FS 47: HE LIVES BY THE RIVER

3 Oct

PROG: 94 – COLD KILL

Script: Mike Cruden

Art: Garry Leach (as Gary Leach)

Letters: Peter Knight

Plot:  In a harsh cold part of the Earth a Hunter drags his bounty of slain animals towards his settlement. Aware he is surrounded by a gathering pack of wolves he manages to warn off the majority with a series of gunshots, however one of them leaps at him intent on the kill. The Hunter is wounded but, after eventually managing to slay the lupine foe, he loads his kayak for the final part of his journey. Tharg’s voice interjects to ask why we are seeing this Hunter, what is a tale of Canadian Hunters doing in the Prog?

Shock: The Hunter’s kayak arrives at his settlement, a frozen tundra with Big Ben at its centre! Mankind is in ‘the third Ice Age‘ and we have been witnessing life in London.  The Hunter states ‘They Attacked me in Battersea Park. It’s a wild, lifeless place now. I won’t go there again in a hurry!’

Thoughts: A very curious Future Shock that subverts the format by directly using Tharg’s authorial voice to nudge the reader in the wrong direction before delivering an excellent switcheroo in a stunning final full-page splash. There is very little to the tale but a two page track-and-fight and then the final subverting reveal. Again Mike Cruden chooses not to burden his characters with over-detail, here we have a grizzly hunter stereotype, denoted by image and the most cursory of dialogue, whose purpose is to serve as the vehicle for the shock rather than engage the reader as a character.  As with the previous Prog’s Future Shock this mean everything turns on the quality of the shock itself and Cruden has shown he understands the importance of a strong final Panel. In an era long before Hollywood could CGI-destroy famed landmarks ten-a-penny, the sight of Parliament beneath an ice flow was a fantastic kicker and Garry Leach does a first-rate job in conveying it.  Leach’s art has moved up a notch since his debut in FS 28, delivering art with much greater detail (as well as more convincing head-gear). The stand-out element of his art is the degree of perspectives he uses, rarely showing two panels from the same horizontal or range, while still retaining the flow of the story with clarity and drama. He also draws one hell of a mean wolf. Cold Kill is very different fare to the traditional Future Shock, and Cruden’s decision not to invest in character is in stark contrast to the rest of the comic, but it certainly is an excellent use of three Prog pages.

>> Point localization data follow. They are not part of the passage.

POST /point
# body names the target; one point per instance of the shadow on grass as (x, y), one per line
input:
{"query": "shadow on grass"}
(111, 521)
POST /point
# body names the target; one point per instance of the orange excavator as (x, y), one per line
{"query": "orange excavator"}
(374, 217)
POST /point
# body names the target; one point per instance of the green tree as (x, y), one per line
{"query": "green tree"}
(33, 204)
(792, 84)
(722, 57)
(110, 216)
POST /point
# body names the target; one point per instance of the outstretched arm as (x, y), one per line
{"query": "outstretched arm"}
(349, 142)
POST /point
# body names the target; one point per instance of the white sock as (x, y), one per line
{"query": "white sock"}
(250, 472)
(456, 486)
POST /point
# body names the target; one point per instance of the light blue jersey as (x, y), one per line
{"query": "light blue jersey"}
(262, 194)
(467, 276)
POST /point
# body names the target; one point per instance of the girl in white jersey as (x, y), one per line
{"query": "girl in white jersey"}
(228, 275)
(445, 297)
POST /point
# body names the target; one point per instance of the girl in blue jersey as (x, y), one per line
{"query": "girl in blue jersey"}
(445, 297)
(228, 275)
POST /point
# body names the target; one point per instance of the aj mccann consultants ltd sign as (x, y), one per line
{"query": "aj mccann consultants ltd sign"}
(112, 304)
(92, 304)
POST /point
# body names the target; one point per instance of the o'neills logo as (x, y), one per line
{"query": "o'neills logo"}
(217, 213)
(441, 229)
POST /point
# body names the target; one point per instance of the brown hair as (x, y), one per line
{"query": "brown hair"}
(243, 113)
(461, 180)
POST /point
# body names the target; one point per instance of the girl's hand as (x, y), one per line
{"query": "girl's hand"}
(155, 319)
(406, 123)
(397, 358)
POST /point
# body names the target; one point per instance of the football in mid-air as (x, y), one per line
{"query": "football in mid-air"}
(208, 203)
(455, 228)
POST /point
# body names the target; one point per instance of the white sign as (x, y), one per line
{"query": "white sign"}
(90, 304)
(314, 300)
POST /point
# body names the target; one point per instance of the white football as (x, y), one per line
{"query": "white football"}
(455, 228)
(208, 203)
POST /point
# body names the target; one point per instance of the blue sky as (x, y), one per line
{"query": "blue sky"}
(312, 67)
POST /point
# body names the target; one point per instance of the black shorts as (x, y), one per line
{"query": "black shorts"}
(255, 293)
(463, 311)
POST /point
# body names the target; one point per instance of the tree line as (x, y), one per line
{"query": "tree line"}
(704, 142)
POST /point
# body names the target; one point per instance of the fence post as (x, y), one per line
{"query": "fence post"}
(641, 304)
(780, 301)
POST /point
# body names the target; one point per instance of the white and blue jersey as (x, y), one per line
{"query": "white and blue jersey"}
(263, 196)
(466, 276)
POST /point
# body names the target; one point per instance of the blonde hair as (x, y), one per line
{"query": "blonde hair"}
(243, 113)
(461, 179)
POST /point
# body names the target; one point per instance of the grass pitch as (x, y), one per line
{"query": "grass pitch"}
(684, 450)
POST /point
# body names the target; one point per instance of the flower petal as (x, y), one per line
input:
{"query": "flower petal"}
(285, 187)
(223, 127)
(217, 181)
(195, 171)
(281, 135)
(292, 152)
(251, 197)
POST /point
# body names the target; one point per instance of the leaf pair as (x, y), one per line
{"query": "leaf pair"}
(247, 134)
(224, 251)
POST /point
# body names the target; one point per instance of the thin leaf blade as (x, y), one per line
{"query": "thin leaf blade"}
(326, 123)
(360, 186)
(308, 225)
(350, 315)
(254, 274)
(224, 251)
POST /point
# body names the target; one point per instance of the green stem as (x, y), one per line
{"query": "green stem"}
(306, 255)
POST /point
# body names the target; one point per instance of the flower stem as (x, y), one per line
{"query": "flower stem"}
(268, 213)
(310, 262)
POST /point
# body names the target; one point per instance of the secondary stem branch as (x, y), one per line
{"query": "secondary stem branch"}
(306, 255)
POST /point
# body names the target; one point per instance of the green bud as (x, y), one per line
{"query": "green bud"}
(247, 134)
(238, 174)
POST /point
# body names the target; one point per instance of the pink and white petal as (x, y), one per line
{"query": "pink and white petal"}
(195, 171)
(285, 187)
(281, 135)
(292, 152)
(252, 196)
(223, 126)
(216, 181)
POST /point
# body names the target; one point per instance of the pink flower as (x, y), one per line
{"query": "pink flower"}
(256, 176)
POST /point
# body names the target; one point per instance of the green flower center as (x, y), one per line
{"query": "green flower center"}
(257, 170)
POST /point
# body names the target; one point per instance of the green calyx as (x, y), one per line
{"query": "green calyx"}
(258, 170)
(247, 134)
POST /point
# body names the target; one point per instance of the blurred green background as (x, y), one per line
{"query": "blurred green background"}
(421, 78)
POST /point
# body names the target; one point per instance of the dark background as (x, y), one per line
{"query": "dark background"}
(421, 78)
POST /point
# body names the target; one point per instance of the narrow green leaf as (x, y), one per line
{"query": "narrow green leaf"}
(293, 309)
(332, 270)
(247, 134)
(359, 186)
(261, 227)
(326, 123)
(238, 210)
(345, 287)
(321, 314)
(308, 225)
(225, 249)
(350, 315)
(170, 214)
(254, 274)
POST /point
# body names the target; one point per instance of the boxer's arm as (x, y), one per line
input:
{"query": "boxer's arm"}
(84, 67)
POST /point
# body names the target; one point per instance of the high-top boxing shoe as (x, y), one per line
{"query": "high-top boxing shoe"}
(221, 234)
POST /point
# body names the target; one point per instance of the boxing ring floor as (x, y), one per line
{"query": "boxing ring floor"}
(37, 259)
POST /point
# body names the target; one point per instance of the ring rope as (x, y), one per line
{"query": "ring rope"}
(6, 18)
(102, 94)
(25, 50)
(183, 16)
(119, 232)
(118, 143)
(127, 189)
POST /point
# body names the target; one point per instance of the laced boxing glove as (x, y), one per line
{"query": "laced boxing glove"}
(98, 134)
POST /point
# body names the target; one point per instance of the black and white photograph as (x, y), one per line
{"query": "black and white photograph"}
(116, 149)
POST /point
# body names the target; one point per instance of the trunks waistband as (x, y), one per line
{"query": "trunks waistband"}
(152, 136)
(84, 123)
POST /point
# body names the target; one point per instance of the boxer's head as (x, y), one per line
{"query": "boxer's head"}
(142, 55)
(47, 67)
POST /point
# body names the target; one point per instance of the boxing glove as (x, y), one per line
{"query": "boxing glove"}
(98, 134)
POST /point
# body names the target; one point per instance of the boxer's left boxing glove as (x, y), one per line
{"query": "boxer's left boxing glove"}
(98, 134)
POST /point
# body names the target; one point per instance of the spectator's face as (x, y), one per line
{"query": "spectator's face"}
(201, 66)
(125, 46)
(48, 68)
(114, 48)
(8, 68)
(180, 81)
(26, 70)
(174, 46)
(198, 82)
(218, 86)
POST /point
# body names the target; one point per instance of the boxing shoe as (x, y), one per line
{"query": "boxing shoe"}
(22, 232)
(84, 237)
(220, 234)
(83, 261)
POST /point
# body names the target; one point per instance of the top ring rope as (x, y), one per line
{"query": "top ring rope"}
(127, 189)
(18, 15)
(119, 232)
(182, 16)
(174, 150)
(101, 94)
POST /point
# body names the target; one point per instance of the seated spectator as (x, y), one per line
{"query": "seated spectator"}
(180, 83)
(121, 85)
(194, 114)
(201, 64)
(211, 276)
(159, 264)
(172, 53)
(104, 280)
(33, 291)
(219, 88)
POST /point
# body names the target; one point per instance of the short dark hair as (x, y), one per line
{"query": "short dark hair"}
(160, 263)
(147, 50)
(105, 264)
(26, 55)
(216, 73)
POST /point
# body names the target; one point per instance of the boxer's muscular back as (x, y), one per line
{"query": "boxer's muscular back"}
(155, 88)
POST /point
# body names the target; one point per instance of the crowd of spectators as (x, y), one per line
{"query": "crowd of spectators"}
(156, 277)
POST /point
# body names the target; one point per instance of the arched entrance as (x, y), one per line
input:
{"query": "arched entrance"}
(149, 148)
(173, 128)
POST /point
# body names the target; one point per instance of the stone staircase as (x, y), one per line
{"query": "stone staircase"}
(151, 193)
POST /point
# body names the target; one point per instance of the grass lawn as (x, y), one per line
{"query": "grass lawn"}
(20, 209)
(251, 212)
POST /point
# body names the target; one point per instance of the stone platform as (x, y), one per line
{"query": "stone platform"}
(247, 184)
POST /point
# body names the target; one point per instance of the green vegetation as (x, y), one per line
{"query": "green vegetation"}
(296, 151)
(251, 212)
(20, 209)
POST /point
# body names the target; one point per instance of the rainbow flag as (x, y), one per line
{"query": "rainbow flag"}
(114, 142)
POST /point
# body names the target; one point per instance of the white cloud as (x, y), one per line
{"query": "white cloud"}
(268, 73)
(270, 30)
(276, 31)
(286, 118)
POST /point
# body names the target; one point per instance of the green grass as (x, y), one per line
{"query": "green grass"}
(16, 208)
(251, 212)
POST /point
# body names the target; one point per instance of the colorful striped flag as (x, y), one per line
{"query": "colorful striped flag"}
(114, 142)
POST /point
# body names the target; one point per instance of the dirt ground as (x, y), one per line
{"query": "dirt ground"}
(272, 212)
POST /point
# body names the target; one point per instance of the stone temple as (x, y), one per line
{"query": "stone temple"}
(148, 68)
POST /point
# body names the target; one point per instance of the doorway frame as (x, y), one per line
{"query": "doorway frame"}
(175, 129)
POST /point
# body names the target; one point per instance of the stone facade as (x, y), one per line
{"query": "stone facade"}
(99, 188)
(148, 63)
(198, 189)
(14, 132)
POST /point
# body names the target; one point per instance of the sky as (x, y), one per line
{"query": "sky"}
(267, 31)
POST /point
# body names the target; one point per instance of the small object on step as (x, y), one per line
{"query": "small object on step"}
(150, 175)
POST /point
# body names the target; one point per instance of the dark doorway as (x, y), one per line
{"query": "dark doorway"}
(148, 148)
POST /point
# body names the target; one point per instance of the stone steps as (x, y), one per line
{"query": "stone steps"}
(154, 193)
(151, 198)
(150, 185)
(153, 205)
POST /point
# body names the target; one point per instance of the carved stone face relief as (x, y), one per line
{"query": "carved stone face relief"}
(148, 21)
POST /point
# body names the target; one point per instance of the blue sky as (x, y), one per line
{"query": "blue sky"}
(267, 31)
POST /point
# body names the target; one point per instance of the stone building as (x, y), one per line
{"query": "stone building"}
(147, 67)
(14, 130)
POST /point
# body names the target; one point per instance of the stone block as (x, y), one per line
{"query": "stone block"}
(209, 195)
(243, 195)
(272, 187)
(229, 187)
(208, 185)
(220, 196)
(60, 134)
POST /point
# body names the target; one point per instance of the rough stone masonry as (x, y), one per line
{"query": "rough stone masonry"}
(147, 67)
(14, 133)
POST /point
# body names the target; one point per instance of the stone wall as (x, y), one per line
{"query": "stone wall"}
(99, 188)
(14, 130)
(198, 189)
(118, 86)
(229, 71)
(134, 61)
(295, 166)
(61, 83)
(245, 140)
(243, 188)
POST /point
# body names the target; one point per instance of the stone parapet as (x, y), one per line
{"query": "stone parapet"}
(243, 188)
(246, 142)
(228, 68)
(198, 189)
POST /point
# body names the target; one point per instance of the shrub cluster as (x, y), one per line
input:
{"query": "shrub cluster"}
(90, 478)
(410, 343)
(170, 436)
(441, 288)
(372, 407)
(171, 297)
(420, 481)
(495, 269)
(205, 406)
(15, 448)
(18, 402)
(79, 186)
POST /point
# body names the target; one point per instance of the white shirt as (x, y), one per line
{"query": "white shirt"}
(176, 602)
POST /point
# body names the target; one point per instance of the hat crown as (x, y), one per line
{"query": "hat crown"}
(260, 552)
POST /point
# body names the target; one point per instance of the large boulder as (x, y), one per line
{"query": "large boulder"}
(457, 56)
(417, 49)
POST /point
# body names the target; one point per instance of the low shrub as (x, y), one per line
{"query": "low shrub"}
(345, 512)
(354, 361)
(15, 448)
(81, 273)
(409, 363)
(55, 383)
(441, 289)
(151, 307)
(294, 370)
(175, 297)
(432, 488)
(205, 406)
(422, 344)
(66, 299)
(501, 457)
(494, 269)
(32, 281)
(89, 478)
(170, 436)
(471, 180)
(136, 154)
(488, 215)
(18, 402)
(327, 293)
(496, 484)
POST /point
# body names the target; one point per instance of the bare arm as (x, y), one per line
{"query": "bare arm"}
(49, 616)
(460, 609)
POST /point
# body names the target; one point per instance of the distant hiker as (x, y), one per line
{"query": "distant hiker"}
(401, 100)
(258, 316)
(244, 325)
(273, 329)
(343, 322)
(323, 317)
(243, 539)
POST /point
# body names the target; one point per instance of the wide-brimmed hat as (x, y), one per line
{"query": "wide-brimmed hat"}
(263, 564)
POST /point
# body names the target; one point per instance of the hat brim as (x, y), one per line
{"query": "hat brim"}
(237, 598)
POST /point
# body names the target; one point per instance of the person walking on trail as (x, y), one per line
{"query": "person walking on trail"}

Shock’d? The reveal about London is very disjointed from the rest of the tale, a problem coming from the character being so impersonal and lacking a localised narrative or dialogue that can set up the reveal. In acknowledgement of this the unusual step of having Tharg’s voice move from the traditional introductory spiel to directing the narrative mid-strip must be seen as an attempt to draw the reader back into thinking about the location to allow the ‘shock’ that it is London to work. On that level the drama of the two page fight is rather unconnected from the shock but given the beauty of the final splash page the editor and reader probably couldn’t care less.